Whenever he is outwitting his cop nemesis, he is shown to be an intelligent, shrewd operator who manages to slip past the law to achieve his end. But what is this end? Selling alcohol? Making money? Outwitting the law? On their own, none of these can create a character that one admires or engages with in film. There is no larger cause.
SRK is in fine form, but Raees is such a wonderful character, that you want more out of him. He is trumped by Nawazuddin’s cop; a dimunitive man, but he brings such swag to his role that nimbly by-passes even SRK’s bravado act.

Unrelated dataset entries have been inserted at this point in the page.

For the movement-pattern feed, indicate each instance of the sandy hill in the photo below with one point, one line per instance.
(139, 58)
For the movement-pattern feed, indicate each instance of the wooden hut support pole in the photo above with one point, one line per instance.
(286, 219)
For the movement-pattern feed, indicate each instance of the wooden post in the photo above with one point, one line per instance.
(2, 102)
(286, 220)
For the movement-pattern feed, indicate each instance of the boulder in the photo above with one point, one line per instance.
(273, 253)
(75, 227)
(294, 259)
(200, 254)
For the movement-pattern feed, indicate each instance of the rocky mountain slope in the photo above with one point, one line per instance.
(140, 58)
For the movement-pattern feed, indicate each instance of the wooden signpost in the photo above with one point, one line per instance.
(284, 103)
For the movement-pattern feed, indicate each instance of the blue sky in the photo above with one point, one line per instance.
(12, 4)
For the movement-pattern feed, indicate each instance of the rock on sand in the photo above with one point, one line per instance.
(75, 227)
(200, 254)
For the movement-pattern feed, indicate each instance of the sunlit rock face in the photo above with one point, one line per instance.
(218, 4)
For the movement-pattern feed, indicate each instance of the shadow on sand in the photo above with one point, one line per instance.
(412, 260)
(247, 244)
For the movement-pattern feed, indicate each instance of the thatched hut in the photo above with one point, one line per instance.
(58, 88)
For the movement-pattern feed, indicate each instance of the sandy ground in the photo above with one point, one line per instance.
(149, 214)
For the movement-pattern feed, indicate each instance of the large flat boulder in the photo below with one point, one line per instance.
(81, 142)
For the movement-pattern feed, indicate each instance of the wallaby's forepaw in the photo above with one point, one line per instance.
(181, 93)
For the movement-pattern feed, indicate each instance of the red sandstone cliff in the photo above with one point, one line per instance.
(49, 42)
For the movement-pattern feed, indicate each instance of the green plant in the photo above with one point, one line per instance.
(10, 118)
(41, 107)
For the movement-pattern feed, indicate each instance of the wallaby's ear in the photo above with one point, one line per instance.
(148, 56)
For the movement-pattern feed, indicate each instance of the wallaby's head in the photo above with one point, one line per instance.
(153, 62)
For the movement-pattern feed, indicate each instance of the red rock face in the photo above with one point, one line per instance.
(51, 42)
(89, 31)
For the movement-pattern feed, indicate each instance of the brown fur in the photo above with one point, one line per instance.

I remember the first time I watched SRK die. He was splattered with blood, in the arms of his mother, having succeeded in finally revenging his father by killing the man who killed him. As SRK died in Rakhee’s arms, a hero was born. Baazigar was the beginning of the reign of the Baadshaah. When he fell in Raees, downed by bullets in a staged encounter by the police, calm and philosophical, he was the antithesis. I hated watching him die then, I hated watching him die now. I want him to rise, because there is so much more he has to do. An actor like SRK comes once in a lifetime, so it is only fair to expect the world of him. With Dear Zindagi and now Raees, we can hope for him to do the kind of cinema that befits his intellect (indeed his upcoming line-up is lip smacking), and we can hopefully forget the memories of what he has done in the last few years.
Raees is a half-baked hero in a half-baked film. The canvas is spectacular; a hero living on the fringe of the law, standing up against a system that needs fixing. It is almost as if the film shies away from confronting with the audience. In the way it is edited and how the screenplay is setup, the film never gains intensity. We end up watching a pillow fight, when we’re really in the mood for a hard as balls fist fight.